The concentration of H-1B petitions in software development, computer systems analysis, and mechanical engineering suggests that Indiana's high-skilled, foreign-worker hiring concentrates in technology and advanced engineering sectors, not in the recreational equipment manufacturing that dominates Lagrange County employment. This sectoral mismatch underscores the county's reliance on lower-skilled manufacturing employment with limited access to global talent pools—a structural disadvantage in a world where manufacturing increasingly competes on innovation and technological sophistication rather than production volume.
Conclusion: Economic Vulnerability and Adaptation
Lagrange County's layoff landscape reflects the vulnerabilities of a manufacturing-dependent economy concentrated in a single cyclical industry.
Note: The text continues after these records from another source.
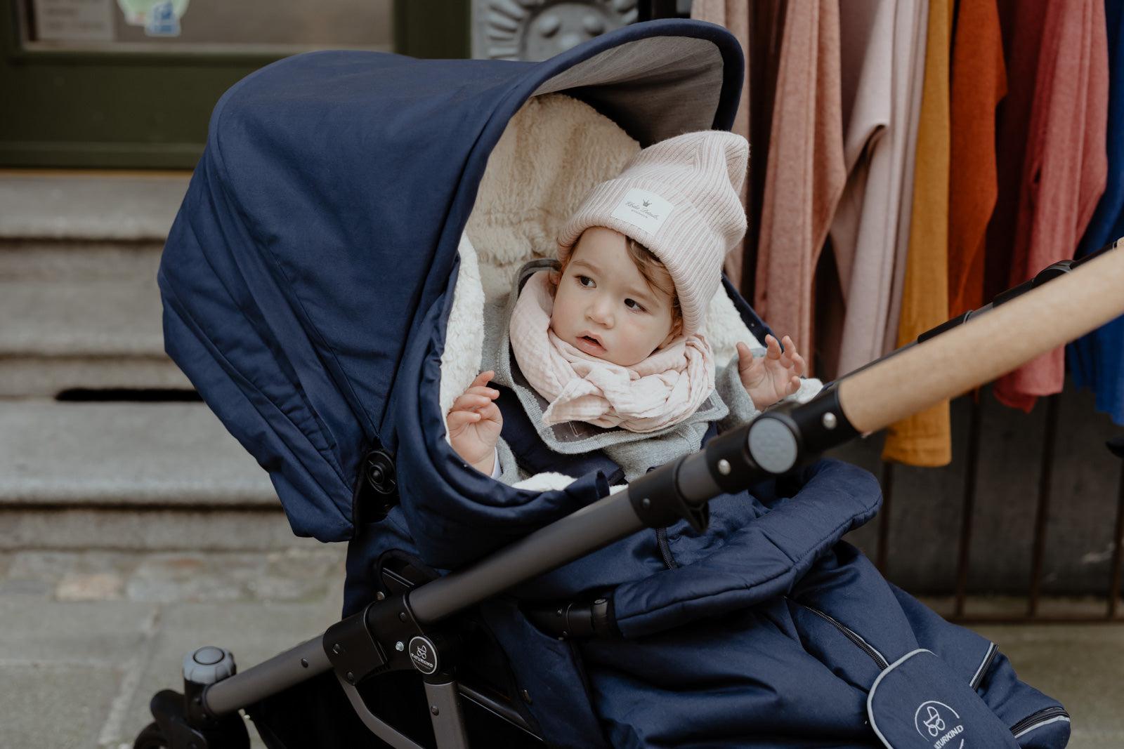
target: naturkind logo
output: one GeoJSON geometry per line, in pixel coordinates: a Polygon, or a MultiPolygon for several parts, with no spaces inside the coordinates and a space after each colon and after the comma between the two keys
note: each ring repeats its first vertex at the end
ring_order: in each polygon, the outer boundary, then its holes
{"type": "Polygon", "coordinates": [[[960,713],[936,700],[921,703],[914,713],[914,728],[933,749],[963,749],[964,724],[960,713]]]}
{"type": "Polygon", "coordinates": [[[613,209],[613,218],[655,234],[676,207],[654,192],[633,188],[613,209]]]}

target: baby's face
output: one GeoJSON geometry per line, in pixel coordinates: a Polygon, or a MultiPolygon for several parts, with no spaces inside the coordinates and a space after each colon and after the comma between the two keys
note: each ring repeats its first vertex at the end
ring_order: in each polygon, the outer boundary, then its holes
{"type": "Polygon", "coordinates": [[[672,299],[650,287],[623,234],[587,229],[554,294],[554,335],[591,356],[632,366],[670,342],[672,299]]]}

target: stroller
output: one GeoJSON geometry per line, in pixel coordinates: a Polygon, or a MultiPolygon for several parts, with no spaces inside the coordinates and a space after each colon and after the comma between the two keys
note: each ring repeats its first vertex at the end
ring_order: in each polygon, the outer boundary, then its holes
{"type": "MultiPolygon", "coordinates": [[[[994,643],[841,540],[881,497],[812,460],[858,433],[837,389],[618,492],[597,456],[507,486],[446,442],[483,305],[638,147],[728,129],[742,75],[724,29],[665,20],[542,63],[310,53],[223,97],[165,346],[293,531],[348,541],[345,618],[237,675],[188,654],[136,747],[246,747],[238,711],[272,749],[1066,745],[994,643]]],[[[728,283],[707,330],[719,362],[769,332],[728,283]]]]}

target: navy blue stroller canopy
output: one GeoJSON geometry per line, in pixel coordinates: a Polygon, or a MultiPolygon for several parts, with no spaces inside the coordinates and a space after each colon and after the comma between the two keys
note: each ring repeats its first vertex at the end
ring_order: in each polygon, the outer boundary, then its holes
{"type": "Polygon", "coordinates": [[[728,129],[742,75],[728,33],[670,20],[542,63],[305,54],[219,100],[161,264],[165,347],[270,473],[296,533],[351,536],[372,446],[399,454],[404,493],[529,505],[508,538],[572,504],[482,484],[438,446],[442,312],[488,156],[549,92],[642,146],[728,129]]]}

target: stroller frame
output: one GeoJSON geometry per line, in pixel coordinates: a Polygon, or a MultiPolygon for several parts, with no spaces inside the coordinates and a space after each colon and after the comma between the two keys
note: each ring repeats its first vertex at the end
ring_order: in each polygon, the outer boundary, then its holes
{"type": "MultiPolygon", "coordinates": [[[[374,715],[356,686],[364,679],[393,670],[414,669],[423,675],[439,749],[469,746],[461,697],[535,736],[534,729],[516,710],[456,679],[457,650],[463,642],[453,621],[454,614],[644,528],[660,528],[685,519],[701,530],[708,522],[707,502],[710,499],[788,474],[816,459],[826,449],[918,410],[916,403],[910,402],[896,412],[883,412],[879,417],[881,421],[872,422],[868,419],[873,417],[861,414],[855,407],[871,398],[869,387],[880,387],[876,383],[881,382],[885,375],[892,377],[895,371],[907,373],[932,364],[930,358],[936,354],[935,348],[917,347],[917,344],[942,336],[953,345],[963,340],[968,346],[969,331],[961,328],[962,323],[1049,281],[1070,275],[1078,266],[1120,248],[1122,243],[1124,239],[1118,239],[1078,261],[1055,263],[1033,280],[997,295],[995,301],[979,310],[953,318],[922,334],[916,342],[907,344],[828,384],[808,403],[786,403],[770,409],[749,424],[715,437],[704,449],[652,471],[626,488],[541,528],[470,567],[405,593],[391,596],[380,593],[360,613],[246,672],[233,674],[233,658],[223,651],[230,658],[232,675],[210,683],[185,676],[184,694],[173,691],[157,693],[151,705],[156,722],[142,732],[136,746],[163,746],[167,749],[248,747],[248,734],[238,716],[239,710],[329,670],[334,672],[366,728],[400,749],[420,749],[422,745],[374,715]],[[161,739],[161,742],[154,742],[161,739]]],[[[1111,258],[1096,264],[1102,275],[1112,275],[1112,262],[1124,265],[1120,253],[1111,255],[1111,258]]],[[[1086,283],[1095,278],[1091,271],[1082,273],[1081,277],[1086,283]]],[[[1070,293],[1070,286],[1062,290],[1060,286],[1063,285],[1058,284],[1054,299],[1070,293]]],[[[1010,320],[1025,314],[1035,303],[1049,307],[1050,300],[1044,293],[1032,294],[1033,300],[1019,300],[1006,310],[1006,314],[989,314],[990,328],[1009,327],[1010,320]]],[[[1115,304],[1120,307],[1120,302],[1115,304]]],[[[1108,304],[1103,307],[1107,309],[1108,304]]],[[[1090,311],[1086,320],[1076,325],[1089,329],[1120,311],[1090,311]]],[[[982,325],[972,328],[984,331],[982,325]]],[[[1054,344],[1053,339],[1043,338],[1039,346],[1044,351],[1054,344]]],[[[952,383],[950,389],[962,384],[952,383]]],[[[930,393],[922,408],[950,394],[952,390],[930,393]]],[[[369,472],[368,478],[361,481],[380,482],[382,488],[390,485],[393,481],[392,463],[384,458],[374,458],[374,465],[381,473],[372,475],[369,472]]],[[[586,606],[569,604],[559,608],[553,612],[555,625],[552,633],[560,639],[604,634],[608,627],[606,608],[604,599],[586,606]]],[[[550,619],[550,613],[545,619],[550,619]]],[[[215,648],[200,648],[188,657],[202,650],[215,648]]]]}
{"type": "MultiPolygon", "coordinates": [[[[469,746],[461,696],[533,732],[518,712],[456,681],[461,642],[455,623],[448,623],[453,614],[644,528],[661,528],[685,519],[703,530],[710,499],[787,474],[858,433],[835,387],[825,389],[804,405],[772,409],[749,424],[715,437],[703,450],[661,466],[625,490],[531,533],[471,567],[402,594],[389,597],[379,594],[379,600],[362,612],[246,672],[212,684],[185,679],[181,704],[176,705],[174,692],[161,692],[153,698],[153,715],[172,741],[169,749],[236,746],[230,742],[236,739],[232,731],[237,729],[232,729],[226,718],[332,670],[372,733],[400,749],[420,749],[420,745],[374,715],[356,688],[363,679],[379,674],[415,669],[424,676],[441,749],[469,746]],[[178,742],[171,738],[174,736],[190,738],[178,742]]],[[[559,633],[562,639],[600,633],[607,621],[604,599],[586,608],[568,606],[555,613],[562,622],[559,633]]],[[[208,648],[199,650],[205,649],[208,648]]]]}

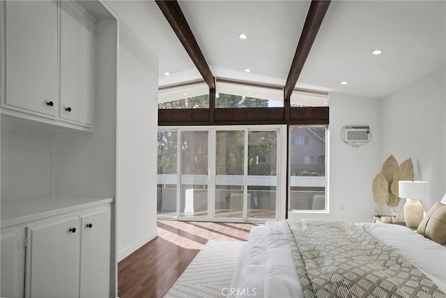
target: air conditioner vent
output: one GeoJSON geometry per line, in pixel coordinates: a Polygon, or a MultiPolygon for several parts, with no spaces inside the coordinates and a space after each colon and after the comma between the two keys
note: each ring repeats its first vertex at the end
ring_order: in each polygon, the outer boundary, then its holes
{"type": "Polygon", "coordinates": [[[342,141],[352,146],[359,147],[357,143],[364,144],[371,140],[371,133],[368,125],[346,125],[342,129],[342,141]]]}

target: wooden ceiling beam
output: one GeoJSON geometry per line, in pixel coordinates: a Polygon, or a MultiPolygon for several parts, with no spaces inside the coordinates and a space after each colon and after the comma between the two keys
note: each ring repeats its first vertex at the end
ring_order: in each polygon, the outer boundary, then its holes
{"type": "Polygon", "coordinates": [[[187,21],[177,1],[156,0],[156,3],[169,22],[175,34],[195,64],[210,89],[215,89],[215,79],[206,63],[187,21]]]}
{"type": "Polygon", "coordinates": [[[305,60],[307,60],[309,50],[316,39],[316,36],[319,31],[330,3],[330,1],[329,0],[312,1],[304,27],[302,29],[302,34],[300,34],[300,38],[298,43],[298,47],[293,59],[291,68],[285,83],[284,96],[286,100],[289,99],[291,96],[293,89],[295,87],[299,75],[300,75],[305,60]]]}

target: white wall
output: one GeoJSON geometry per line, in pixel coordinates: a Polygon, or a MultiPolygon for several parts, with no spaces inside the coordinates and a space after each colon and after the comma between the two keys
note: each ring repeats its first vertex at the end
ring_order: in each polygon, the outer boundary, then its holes
{"type": "Polygon", "coordinates": [[[371,182],[380,170],[380,100],[330,94],[329,213],[289,213],[290,218],[371,221],[377,205],[371,182]],[[371,141],[359,148],[341,142],[346,124],[369,124],[371,141]]]}
{"type": "Polygon", "coordinates": [[[122,21],[119,36],[116,192],[121,260],[157,235],[158,61],[122,21]]]}
{"type": "Polygon", "coordinates": [[[429,199],[421,201],[426,211],[446,193],[445,107],[444,66],[382,100],[381,159],[412,158],[415,180],[429,183],[429,199]]]}
{"type": "Polygon", "coordinates": [[[53,134],[1,118],[1,202],[53,198],[53,134]]]}

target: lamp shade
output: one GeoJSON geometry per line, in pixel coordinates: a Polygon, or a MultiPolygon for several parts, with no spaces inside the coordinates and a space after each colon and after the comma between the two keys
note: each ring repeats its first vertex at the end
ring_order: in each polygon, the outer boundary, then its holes
{"type": "Polygon", "coordinates": [[[403,199],[427,199],[427,182],[424,181],[400,181],[399,197],[403,199]]]}

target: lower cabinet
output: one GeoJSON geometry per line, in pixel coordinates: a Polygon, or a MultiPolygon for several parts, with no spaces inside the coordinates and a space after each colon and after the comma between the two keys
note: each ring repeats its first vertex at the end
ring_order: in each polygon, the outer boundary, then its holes
{"type": "Polygon", "coordinates": [[[26,297],[79,297],[78,217],[29,225],[26,237],[26,297]]]}
{"type": "Polygon", "coordinates": [[[1,230],[1,297],[23,297],[24,274],[24,230],[15,228],[1,230]]]}
{"type": "Polygon", "coordinates": [[[109,297],[111,216],[106,204],[2,228],[0,297],[109,297]]]}
{"type": "Polygon", "coordinates": [[[110,297],[110,209],[81,216],[80,297],[110,297]]]}

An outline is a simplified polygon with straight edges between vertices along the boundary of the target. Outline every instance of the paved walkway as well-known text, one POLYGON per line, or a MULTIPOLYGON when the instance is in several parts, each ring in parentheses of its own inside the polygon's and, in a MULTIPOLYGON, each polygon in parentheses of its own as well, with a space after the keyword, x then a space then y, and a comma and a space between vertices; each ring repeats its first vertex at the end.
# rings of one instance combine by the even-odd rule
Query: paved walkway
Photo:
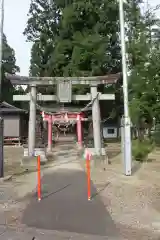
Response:
POLYGON ((118 236, 116 226, 96 195, 93 184, 94 197, 90 202, 87 200, 86 174, 76 162, 74 150, 64 151, 66 155, 57 156, 59 166, 42 179, 42 201, 38 203, 35 195, 31 197, 23 223, 39 229, 118 236))

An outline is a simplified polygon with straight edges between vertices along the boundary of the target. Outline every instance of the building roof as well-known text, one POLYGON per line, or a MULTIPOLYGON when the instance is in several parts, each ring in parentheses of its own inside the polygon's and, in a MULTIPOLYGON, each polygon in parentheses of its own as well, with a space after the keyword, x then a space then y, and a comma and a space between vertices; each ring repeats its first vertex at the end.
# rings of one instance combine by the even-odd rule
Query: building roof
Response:
POLYGON ((26 111, 20 108, 17 108, 7 102, 0 103, 0 112, 3 113, 25 113, 26 111))

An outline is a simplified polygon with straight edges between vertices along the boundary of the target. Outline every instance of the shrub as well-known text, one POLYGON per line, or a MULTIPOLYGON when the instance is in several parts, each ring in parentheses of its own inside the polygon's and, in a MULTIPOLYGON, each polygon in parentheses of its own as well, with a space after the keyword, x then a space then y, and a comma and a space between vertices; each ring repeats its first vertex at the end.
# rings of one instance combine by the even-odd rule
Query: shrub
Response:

While recent Indiana labor market strength provides some resilience for displaced workers, the county's limited sectoral diversity creates structural economic fragility. Economic development efforts in Lagrange County should prioritize diversification beyond recreational equipment manufacturing, attraction of higher-value manufacturing sectors, and development of services and technology employment to reduce cyclical vulnerability and provide more stable, sustainable economic growth.